I wish it would snow properly.
I know it is a pain in the backside for me as well as everyone else who does not want school to be cancelled (more on that later) but I do miss a bit of winter. What we have this year, at least down here in South East England is more like March than January. On Friday I was running in shorts and T shirt and feeling warm; that’s just absurd for this time of the year. Even this weekend, up in the North East to celebrate my Dad’s birthday, it was windy but warm. This is in County Durham for goodness sake. Thank goodness that the region of my birth did finally decide to treat me to a specially arranged short wintry shower while I was out and about and tried to blow me back into New Year with some gale force winds, but I am not placated that easily. My childhood was full of huge snow drifts and ice inches thick on the top of stone walls, deposited day after day of unrelenting Siberian conditions. Hiding in my parka and mittens in a futile attempt to keep the cold out as I slithered across the cobbles of the old CO-OP yard – long since gone, sadly, a really old style little shop with a courtyard you walked through, which included stables for the horses that used to pull the delivery van. It sounds Victorian (and the building was) but it was still functioning that way in the late seventies. Needless to say they pulled it down in the 80s to build some bland housing, but moaning about the destruction of my childhood can wait for another week.

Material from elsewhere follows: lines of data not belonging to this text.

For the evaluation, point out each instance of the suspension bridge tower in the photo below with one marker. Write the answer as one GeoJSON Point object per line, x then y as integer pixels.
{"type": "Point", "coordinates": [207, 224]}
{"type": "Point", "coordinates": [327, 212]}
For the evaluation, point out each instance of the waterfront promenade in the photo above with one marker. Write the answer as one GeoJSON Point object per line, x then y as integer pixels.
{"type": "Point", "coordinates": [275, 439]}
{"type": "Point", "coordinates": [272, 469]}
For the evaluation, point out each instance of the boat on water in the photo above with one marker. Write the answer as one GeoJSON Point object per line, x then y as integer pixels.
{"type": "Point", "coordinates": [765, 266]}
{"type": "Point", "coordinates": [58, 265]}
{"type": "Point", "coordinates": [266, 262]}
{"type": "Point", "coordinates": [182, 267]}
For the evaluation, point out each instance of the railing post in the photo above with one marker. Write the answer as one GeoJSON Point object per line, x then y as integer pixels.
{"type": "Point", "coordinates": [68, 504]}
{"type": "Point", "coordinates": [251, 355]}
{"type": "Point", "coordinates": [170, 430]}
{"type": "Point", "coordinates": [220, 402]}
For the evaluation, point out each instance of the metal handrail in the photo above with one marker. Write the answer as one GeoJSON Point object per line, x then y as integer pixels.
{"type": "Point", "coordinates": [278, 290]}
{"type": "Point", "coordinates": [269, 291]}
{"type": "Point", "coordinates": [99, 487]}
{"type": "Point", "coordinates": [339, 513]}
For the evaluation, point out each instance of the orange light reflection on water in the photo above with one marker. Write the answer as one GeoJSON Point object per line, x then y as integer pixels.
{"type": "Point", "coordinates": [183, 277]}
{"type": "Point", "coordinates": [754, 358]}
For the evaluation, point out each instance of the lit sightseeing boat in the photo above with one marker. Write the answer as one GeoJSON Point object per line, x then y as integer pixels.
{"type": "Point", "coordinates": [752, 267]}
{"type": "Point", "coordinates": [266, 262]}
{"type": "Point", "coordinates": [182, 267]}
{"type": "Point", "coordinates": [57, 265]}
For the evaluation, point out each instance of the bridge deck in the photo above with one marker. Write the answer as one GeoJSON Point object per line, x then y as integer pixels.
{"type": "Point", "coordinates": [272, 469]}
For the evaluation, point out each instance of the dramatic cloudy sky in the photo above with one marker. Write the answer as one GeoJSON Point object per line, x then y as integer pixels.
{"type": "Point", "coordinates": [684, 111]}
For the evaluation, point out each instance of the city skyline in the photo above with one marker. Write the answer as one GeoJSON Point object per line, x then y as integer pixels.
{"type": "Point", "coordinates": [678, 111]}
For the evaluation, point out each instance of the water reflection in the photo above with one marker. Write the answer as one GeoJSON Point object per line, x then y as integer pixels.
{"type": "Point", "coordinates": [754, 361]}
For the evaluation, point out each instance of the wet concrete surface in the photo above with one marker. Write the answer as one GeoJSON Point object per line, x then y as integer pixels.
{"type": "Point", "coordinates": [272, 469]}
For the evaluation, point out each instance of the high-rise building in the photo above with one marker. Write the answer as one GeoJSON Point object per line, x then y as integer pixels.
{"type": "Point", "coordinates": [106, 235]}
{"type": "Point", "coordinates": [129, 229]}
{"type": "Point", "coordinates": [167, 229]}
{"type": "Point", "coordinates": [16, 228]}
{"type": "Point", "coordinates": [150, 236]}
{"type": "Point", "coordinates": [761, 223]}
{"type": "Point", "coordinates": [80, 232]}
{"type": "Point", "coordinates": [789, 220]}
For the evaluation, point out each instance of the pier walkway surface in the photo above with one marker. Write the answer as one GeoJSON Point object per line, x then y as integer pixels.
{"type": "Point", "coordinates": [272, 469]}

I really would like some snow now. Just a few days, so I can be reassured that at least some of the bugs will be killed off and to put a stop on the numerous plants in the garden that are starting to think it is time to come up and bud, about two months too early. There are other benefits too, such as the hilarity of watching people off to the station in wonderfully inappropriate footwear for one, the inability of most people (myself included) to drive in snow as well, thankfully not as dangerous as it could be here because most people cannot get out of their drives.
Ah. But the struggle to work, you say. To school, plans put on hold as you cannot get to where you need to be. Surely hoping for a blanketing of snow is selfish? I suppose it is. But we need reminding sometimes that not everything goes our way all the time. It might help us react better when things really are out of our control. I have been in enough M25 jams over the years to get some feel for when you are going to be late/miss something and there is nothing you can do about it, but it does not stop me raging at the universe. Although the lovely Wife and I have been very lucky on this, best epitomised by the winter Saturday evening out in London where we decided that we wanted to go home early after a long but lovely day. In London it was cold but free of snow, so we were a bit surprised to see the couple of inches on the platform at West Hampstead. As the train went north, the number of inches seemed to grow with each station until there was a really substantial fall at St Albans; we tromped happily through the snow home, but I was a little chastened to find out later that this was the last train that made it that far that evening.
I am going to put it down as payback for all those winter mornings as a child and teenager, sitting next to the long brown oblong cabinet that was my parent’s Radiogram listening to the local radio and praying that my school would be among the list of those closed because of bad weather. But it never was. Sometimes I swear that mine was the only school that didn’t close some years, that there was some kind of bet going on between headmasters in the context of which we were mere pawns. So if I’ve been lucky with snow since then maybe it some kind of catch up for all the days I missed sledging and making snowmen.
But I would like it to snow. Just a wee flurry, a light dusting, as a tiny reminder of the fact we are supposed to have seasons.